We regard any supplemental lighting system with the potential of creating confusion in the eye of the beholder as one that impairs the effectiveness of other lamps on the vehicle, and

one that renders inoperative, in part at least, other lamps by compromising their effectiveness. This is especially true when existing vehicle lamps are used to convey messages that are different from the purpose of those lamps. We believe it especially important to motor vehicle safety that signal lamps convey their message unmistakably and without ambiguity. We see no real problem that might be occasioned by the activation of the front turn signal lamps in a steady burning mode, although this might cause initial puzzlement in the eye of an oncoming driver unfamiliar with the system. While confusion is more likely when the turn signal is operating on one side while the other side remains steady burning, we believe that the flashing of the turn signal will continue to be interpreted as an intention to turn. Of course, when the hazard warning system is activated and completely overrides the steady burning front stop lamp, there would be no confusion as to signal message. Therefore, in our opinion, Federal law permits use of your front stop lamp system.

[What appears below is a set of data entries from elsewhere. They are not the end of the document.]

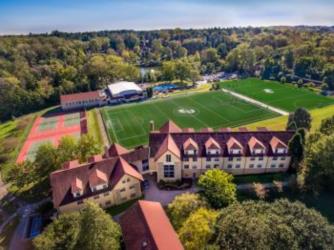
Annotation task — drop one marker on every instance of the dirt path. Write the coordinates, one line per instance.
(258, 103)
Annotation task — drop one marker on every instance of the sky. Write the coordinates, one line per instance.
(39, 16)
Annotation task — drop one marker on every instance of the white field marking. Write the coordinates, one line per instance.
(261, 104)
(212, 111)
(193, 115)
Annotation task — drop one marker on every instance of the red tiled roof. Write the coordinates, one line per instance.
(188, 130)
(254, 143)
(277, 143)
(76, 185)
(190, 144)
(206, 130)
(62, 180)
(233, 144)
(168, 145)
(170, 127)
(95, 158)
(97, 178)
(80, 97)
(117, 150)
(146, 224)
(226, 139)
(211, 144)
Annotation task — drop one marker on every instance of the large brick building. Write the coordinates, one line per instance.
(109, 179)
(173, 153)
(177, 153)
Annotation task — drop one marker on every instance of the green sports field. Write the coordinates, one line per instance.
(283, 96)
(129, 124)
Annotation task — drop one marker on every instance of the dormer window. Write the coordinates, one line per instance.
(168, 158)
(190, 147)
(77, 187)
(98, 180)
(256, 147)
(234, 147)
(212, 147)
(277, 146)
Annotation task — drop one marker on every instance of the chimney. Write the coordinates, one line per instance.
(106, 151)
(152, 125)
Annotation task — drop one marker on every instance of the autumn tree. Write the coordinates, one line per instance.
(182, 206)
(218, 188)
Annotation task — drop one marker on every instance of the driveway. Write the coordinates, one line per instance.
(153, 193)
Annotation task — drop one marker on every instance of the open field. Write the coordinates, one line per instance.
(129, 124)
(279, 123)
(283, 96)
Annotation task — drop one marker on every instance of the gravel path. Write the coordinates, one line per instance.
(253, 101)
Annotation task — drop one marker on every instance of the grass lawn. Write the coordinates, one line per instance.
(93, 126)
(279, 123)
(260, 178)
(129, 124)
(283, 96)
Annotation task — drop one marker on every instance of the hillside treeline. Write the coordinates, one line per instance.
(36, 69)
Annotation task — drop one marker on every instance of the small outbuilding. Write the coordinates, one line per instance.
(125, 91)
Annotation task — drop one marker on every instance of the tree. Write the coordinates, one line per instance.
(198, 229)
(278, 225)
(88, 229)
(62, 233)
(296, 149)
(260, 190)
(97, 229)
(182, 206)
(318, 172)
(87, 146)
(218, 187)
(327, 126)
(301, 118)
(67, 149)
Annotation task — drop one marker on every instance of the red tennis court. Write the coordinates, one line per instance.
(51, 128)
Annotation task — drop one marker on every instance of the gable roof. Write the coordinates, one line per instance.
(97, 177)
(117, 150)
(226, 139)
(61, 180)
(168, 145)
(277, 143)
(233, 143)
(170, 127)
(190, 144)
(146, 224)
(84, 96)
(212, 144)
(124, 168)
(76, 185)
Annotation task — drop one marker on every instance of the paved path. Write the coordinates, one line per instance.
(153, 193)
(253, 101)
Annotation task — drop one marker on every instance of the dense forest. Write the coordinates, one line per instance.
(36, 69)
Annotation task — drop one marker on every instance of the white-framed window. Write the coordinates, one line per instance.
(168, 158)
(169, 171)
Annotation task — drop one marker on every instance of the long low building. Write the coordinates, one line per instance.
(125, 91)
(109, 179)
(146, 226)
(177, 153)
(83, 100)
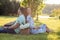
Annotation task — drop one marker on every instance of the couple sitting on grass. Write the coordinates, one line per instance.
(20, 23)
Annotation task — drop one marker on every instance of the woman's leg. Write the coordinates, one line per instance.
(2, 30)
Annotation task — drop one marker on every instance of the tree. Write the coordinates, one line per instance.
(35, 5)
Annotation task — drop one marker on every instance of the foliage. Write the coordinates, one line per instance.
(35, 5)
(8, 7)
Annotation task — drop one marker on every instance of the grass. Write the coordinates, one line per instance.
(53, 24)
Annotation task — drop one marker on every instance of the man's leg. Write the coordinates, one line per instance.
(2, 30)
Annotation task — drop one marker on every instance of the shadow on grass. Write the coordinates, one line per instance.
(23, 37)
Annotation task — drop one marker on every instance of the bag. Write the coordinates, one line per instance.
(25, 31)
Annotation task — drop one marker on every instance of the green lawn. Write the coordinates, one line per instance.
(53, 24)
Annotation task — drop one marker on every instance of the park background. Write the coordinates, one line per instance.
(43, 11)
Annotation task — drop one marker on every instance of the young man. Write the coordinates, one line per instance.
(35, 30)
(16, 27)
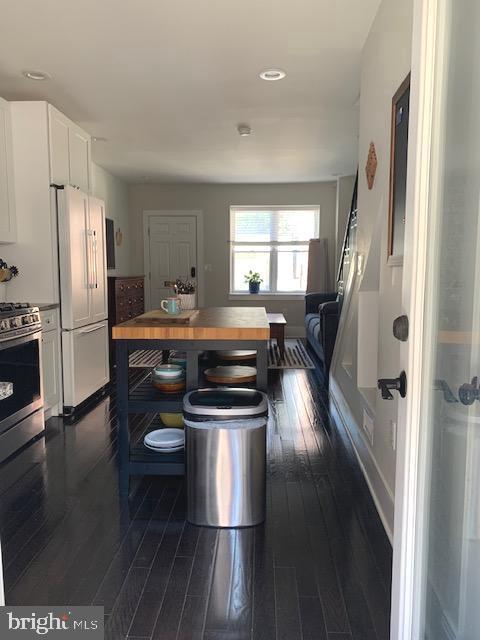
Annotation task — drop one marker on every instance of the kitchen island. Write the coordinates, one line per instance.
(210, 329)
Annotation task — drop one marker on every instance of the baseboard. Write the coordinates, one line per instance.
(381, 493)
(295, 332)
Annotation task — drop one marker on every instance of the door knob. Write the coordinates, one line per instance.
(386, 385)
(469, 392)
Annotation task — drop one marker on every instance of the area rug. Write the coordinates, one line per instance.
(145, 358)
(296, 356)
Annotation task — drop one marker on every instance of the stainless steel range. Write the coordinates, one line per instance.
(21, 398)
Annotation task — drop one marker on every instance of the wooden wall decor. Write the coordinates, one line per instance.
(371, 166)
(398, 172)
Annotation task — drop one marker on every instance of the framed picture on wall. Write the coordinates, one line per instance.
(398, 172)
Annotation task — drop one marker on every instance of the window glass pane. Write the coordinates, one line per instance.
(292, 263)
(296, 225)
(253, 226)
(255, 258)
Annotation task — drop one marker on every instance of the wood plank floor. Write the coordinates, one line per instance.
(318, 569)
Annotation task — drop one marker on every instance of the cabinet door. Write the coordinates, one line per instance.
(59, 134)
(99, 302)
(76, 255)
(7, 199)
(50, 369)
(79, 146)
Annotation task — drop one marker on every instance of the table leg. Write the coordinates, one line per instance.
(262, 366)
(123, 429)
(192, 370)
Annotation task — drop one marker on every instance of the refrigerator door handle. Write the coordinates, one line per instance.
(97, 328)
(95, 255)
(90, 267)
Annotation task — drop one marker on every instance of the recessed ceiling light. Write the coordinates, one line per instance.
(244, 130)
(36, 75)
(272, 74)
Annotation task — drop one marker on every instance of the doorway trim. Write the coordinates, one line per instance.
(196, 213)
(427, 48)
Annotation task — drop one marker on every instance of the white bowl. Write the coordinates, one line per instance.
(165, 438)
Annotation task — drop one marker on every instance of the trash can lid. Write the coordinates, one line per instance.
(224, 404)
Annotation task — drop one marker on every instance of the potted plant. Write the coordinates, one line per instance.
(185, 290)
(6, 274)
(254, 280)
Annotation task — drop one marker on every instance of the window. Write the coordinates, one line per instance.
(274, 242)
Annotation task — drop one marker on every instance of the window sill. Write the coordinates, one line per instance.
(266, 296)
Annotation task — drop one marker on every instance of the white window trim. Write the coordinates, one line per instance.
(267, 295)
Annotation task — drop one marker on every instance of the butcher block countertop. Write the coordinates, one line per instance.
(212, 323)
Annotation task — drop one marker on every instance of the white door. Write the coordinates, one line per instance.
(98, 260)
(436, 577)
(172, 254)
(76, 254)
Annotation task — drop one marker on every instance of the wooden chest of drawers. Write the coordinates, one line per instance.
(126, 300)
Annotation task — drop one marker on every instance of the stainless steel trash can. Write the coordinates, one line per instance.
(225, 442)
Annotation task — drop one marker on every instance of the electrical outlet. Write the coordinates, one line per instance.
(368, 426)
(393, 434)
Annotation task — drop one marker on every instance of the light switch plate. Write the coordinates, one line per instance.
(368, 425)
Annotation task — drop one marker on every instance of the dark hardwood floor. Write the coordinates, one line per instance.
(318, 569)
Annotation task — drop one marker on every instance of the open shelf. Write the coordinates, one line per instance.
(144, 398)
(157, 463)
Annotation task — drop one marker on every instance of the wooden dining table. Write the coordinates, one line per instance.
(209, 329)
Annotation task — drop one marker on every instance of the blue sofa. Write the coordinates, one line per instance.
(322, 311)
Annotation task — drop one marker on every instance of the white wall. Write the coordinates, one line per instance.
(385, 64)
(345, 185)
(215, 201)
(115, 194)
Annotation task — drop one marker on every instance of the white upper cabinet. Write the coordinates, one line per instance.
(99, 309)
(79, 147)
(70, 150)
(59, 160)
(7, 197)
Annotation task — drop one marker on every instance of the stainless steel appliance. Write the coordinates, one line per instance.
(225, 441)
(21, 398)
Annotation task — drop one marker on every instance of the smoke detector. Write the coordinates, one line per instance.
(244, 130)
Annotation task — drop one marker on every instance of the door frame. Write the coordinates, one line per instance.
(427, 49)
(195, 213)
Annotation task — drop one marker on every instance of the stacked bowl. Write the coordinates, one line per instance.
(165, 440)
(169, 378)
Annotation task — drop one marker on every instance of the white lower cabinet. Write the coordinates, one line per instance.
(51, 371)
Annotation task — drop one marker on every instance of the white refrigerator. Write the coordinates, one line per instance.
(83, 295)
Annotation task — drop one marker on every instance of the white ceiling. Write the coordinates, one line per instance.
(167, 82)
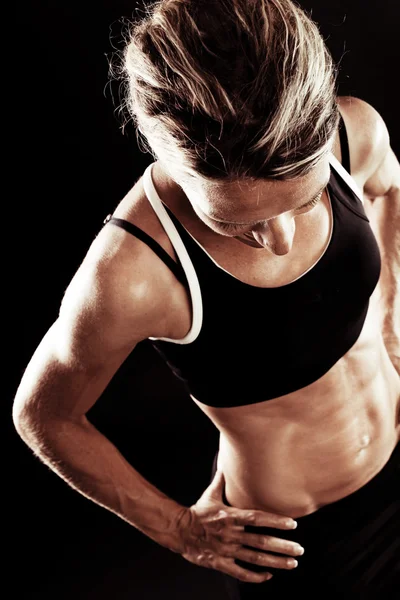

Your second system does not operate through existing vehicle lamps but consists of additional lamps mounted in the wheel wells. These lamps would appear not to have the potential of confusion since they supplement existing lamps and operate in conjunction with them to convey the same message. Thus, Federal law, in our view, does not preclude use of your second system either.

However, even if a supplementary lighting system is permissible under Federal law, it is subject to regulation by any State in which it is operated. We are not able to advise you with respect to State law, and suggest that you write for an opinion to the American Association of Motor Vehicle Administrators, 4600 Wilson Boulevard, Arlington, Va. 22203.